Boris Dralyuk

Emmanuel Carrère: a poet and psychopath doing his best to further destabilise Ukraine

In a review of Limonov by Emmanuel Carrère, a one-time poet, now full-blown psychopath, emerges as one of the most controversial characters of contemporary Russia

issue 22 November 2014

If Eduard Limonov, the subject of Emmanuel Carrère’s utterly engrossing biographical ‘novel’, hadn’t invented himself, Carrère would have had to invent him. This is not to say that Limonov, one of the most colourful and controversial characters to have emerged on the Russian literary and political landscapes in the last half century, is a liar. Quite the contrary. At any given moment — be he an adolescent hoodlum in the industrial Ukrainian city of Kharkiv in the 1950s and 1960s, a promising poet in Moscow in the relatively peaceful but stultifying Brezhnev years, a resentful down-and-out-émigré memoirist in punk-era New York, a mercenary with the Serbs at Sarajevo in the ugliest moments of the Yugoslav wars, or the leader of a pseudo-fascist political party of ‘National Bolsheviks’, hell-bent on restoring Russia’s former glory and willing to serve a stint in prison to prove his resolve — Limonov is fiercely committed to his role, inhabiting it completely.

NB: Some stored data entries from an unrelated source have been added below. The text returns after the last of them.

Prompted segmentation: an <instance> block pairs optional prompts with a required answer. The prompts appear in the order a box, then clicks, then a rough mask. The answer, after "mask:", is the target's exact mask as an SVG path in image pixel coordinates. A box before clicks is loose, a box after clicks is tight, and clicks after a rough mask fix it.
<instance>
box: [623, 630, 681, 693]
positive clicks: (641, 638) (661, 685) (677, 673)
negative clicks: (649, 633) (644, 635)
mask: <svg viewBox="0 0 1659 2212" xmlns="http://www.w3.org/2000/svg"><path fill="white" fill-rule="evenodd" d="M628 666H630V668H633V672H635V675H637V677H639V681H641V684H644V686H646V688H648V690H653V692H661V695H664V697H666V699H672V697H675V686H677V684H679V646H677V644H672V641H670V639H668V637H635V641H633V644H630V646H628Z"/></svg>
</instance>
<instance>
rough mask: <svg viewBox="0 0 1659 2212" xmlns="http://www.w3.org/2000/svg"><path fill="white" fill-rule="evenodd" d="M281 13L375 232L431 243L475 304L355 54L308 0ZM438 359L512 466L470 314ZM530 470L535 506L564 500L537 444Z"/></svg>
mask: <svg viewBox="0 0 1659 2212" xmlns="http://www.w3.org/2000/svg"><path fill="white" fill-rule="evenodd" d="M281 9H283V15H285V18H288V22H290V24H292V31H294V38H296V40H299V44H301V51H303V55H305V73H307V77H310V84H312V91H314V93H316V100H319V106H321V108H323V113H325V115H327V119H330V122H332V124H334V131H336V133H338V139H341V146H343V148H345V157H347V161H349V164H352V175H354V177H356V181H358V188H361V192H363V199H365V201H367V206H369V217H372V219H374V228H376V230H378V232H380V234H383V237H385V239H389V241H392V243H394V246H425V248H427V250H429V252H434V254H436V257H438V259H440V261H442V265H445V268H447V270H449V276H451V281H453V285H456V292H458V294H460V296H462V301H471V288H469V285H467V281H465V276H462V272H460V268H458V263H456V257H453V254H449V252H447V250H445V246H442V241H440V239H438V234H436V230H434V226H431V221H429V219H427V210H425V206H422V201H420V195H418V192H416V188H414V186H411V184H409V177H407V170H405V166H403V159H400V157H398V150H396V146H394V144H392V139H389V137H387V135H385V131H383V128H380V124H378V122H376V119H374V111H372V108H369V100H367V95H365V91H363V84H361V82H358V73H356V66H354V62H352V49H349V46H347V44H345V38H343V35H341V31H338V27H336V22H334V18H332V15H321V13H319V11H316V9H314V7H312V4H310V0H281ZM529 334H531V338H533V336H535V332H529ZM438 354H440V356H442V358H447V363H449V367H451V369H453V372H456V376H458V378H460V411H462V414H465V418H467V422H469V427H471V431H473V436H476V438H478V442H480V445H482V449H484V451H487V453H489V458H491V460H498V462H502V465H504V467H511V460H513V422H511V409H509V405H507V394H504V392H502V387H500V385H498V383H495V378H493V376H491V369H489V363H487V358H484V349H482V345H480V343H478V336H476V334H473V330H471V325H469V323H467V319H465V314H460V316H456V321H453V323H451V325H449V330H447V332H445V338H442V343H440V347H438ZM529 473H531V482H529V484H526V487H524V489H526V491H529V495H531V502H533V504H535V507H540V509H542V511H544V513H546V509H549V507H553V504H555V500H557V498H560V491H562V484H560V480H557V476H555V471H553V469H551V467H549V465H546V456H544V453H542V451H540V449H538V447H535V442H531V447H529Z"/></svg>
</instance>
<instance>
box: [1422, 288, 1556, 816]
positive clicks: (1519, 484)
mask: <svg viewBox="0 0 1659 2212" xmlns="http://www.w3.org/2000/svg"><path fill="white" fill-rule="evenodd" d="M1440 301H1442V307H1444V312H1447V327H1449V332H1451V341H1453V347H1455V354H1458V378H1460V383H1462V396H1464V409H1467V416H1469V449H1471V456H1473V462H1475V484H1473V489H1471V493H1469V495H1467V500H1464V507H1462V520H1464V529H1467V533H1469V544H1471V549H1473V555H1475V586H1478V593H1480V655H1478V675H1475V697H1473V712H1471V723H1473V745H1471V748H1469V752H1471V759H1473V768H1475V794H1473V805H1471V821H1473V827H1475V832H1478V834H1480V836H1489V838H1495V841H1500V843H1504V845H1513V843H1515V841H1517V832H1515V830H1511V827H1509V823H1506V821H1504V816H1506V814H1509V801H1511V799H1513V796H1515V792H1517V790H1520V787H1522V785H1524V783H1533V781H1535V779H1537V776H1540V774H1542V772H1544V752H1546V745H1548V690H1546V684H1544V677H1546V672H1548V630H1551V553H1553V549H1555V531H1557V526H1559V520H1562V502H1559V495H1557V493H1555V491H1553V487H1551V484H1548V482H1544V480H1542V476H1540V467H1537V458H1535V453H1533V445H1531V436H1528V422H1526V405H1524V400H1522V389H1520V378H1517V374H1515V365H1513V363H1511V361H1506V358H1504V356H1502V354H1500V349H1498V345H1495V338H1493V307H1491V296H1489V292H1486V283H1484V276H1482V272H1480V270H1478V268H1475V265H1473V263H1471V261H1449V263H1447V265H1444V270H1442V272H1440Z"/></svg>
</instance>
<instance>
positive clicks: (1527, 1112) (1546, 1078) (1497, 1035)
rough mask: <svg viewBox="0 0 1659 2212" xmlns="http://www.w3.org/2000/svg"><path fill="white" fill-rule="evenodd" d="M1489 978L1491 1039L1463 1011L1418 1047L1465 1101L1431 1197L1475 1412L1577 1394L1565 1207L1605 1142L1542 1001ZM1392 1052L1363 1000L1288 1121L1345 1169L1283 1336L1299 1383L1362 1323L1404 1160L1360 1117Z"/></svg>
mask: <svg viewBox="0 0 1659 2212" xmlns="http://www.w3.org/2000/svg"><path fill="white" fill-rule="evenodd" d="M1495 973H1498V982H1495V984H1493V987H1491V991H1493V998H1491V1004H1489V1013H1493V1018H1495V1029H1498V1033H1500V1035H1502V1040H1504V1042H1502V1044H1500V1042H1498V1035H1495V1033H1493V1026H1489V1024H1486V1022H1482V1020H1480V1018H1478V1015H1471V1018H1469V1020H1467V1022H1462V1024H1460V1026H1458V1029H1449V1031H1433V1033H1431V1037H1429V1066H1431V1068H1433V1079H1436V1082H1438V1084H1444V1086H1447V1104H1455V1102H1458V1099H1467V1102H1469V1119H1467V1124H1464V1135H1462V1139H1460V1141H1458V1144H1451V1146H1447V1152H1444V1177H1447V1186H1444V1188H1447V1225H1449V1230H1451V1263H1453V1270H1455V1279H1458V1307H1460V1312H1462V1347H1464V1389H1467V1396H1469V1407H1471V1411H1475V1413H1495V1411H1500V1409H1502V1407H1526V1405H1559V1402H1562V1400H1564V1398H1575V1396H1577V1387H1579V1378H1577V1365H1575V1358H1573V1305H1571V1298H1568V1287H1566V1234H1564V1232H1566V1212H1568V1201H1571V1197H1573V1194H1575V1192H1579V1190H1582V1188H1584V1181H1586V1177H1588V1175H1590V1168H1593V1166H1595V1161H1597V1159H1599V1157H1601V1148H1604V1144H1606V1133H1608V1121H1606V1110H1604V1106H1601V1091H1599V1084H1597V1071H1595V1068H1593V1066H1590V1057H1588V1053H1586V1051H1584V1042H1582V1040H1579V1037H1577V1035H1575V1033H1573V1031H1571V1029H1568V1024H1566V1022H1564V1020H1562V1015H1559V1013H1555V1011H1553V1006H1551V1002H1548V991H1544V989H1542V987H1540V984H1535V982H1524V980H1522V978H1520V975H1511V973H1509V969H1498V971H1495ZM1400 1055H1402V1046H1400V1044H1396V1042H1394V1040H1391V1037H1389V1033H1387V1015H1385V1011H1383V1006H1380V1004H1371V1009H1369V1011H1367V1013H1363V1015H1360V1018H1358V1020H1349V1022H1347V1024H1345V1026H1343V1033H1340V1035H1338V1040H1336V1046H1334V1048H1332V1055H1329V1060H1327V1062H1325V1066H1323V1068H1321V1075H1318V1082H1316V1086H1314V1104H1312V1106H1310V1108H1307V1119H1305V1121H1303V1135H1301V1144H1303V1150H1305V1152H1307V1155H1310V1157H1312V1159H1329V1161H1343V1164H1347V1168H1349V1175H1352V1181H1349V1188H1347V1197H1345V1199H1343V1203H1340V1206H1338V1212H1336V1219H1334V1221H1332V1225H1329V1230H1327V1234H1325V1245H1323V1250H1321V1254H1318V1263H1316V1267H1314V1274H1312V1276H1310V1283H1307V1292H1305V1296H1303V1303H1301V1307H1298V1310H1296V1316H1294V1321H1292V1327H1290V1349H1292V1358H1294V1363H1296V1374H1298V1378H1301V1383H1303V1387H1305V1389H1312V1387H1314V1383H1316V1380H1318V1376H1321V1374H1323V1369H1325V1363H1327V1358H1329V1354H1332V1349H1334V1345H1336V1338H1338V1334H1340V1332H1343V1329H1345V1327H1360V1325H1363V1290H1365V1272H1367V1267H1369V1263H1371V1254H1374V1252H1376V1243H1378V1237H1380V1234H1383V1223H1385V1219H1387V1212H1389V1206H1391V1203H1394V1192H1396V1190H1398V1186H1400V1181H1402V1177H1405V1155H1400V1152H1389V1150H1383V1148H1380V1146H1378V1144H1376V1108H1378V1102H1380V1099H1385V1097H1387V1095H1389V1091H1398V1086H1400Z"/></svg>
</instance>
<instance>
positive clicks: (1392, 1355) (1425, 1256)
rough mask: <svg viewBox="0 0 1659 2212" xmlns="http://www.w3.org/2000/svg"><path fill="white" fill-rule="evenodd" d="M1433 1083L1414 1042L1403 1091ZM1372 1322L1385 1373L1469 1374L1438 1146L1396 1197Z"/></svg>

But it is very much a role, and one he had selected before he had a name for it, when he was still a young scrapper named Eduard Savenko, son of a middling KGB colonel, deciding between a life of crime and one of poetry. As Carrère reports, one of the pivotal moments in his subject’s life occurred at a salon for the underground poets and artists of Kharkiv, hosted by Limonov’s soon-to-be common-law wife, Anna Rubinstein:

One night, the little group assembled at Anna’s place to play at renaming themselves. Eduard Savenko [becomes] Ed Limonov, a tribute to his bellicose humour, because limon means ‘lemon’, and limonka is slang for a kind of hand grenade. While the others will drop those pseudonyms, he’ll keep his. Even his name he wants to owe to no one but himself.

From that point on, Limonov was to be Savenko’s nom de plume and nom de guerre; there was no looking back.